Il produttore Alex Scharfman debutta alla regia con Death of a unicorn, una favola nera targata A24 che deflagra nell’ orrore.
Favola nera in cui un padre e una figlia sono in viaggio verso la dimora di un ricco magnate delle industrie farmaceutiche nel freddo nord delle montagne innevate quando accade l’imponderabile.

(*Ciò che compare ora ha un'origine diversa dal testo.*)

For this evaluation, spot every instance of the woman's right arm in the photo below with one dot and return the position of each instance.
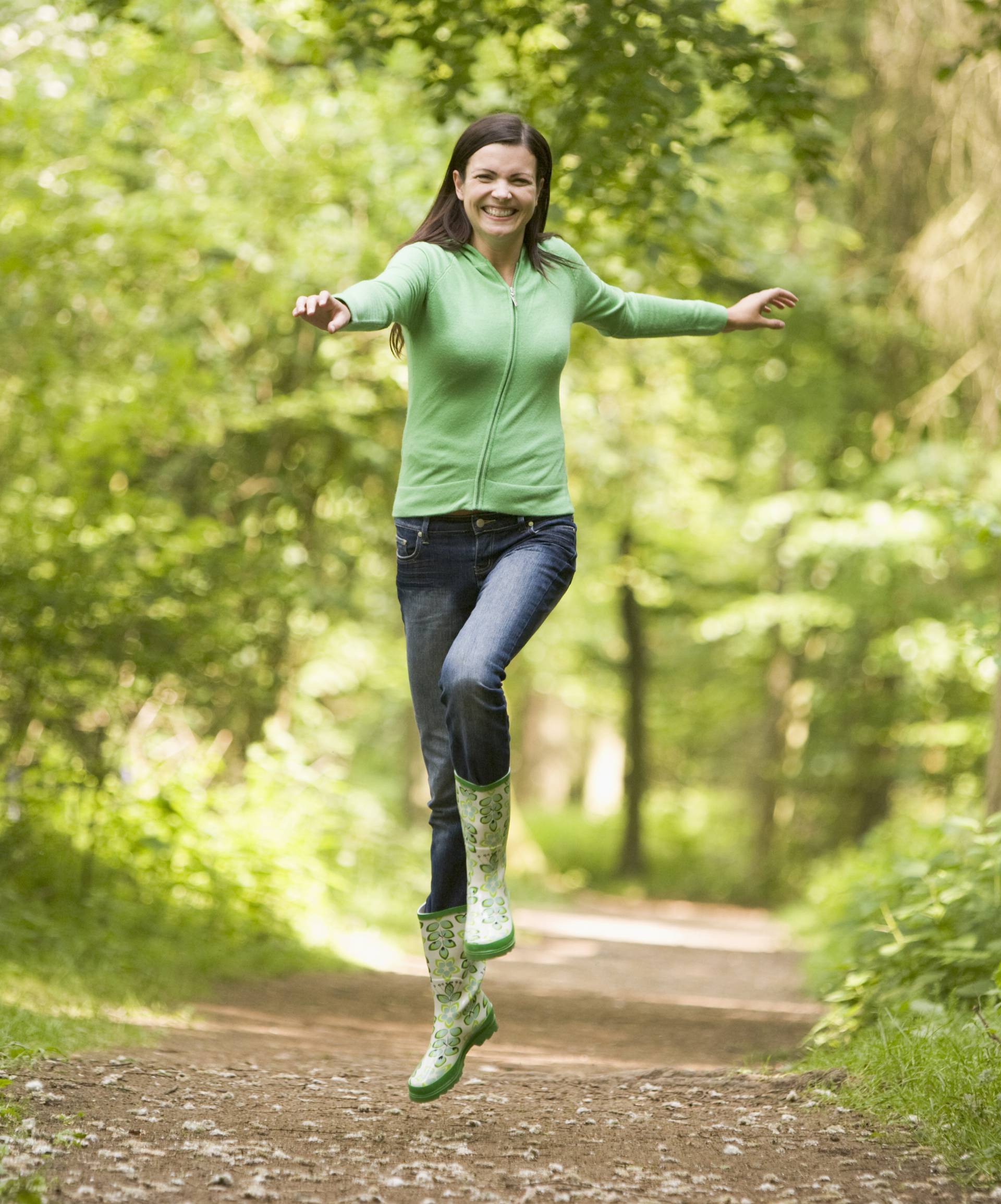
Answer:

Elliot, incarnato da Paul Rudd, è un legale di alto livello, diretto insieme a sua figlia Ridley, interpretata da Jenna Ortega, verso la sfarzosa dimora di Odell, portato in scena da Richard E. Grant, ricco imprenditore nel campo dell’industria farmaceutica, per un importante incontro di lavoro. I due viaggiano in auto percorrendo i tornanti tra le gelide montagne, quando Elliot, che soffre di allergia, perde il controllo della vettura travolgendo qualcosa in mezzo alla strada. Una volta scesi dalla macchina si rendono conto di aver investito un animale, ma la clamorosa scoperta è che si tratta di un unicorno. Death of a unicorn è un mix tra commedia nera e horror che ha una deriva nello splatter e rielabora lo zuccheroso immaginario intorno alla figura degli unicorni.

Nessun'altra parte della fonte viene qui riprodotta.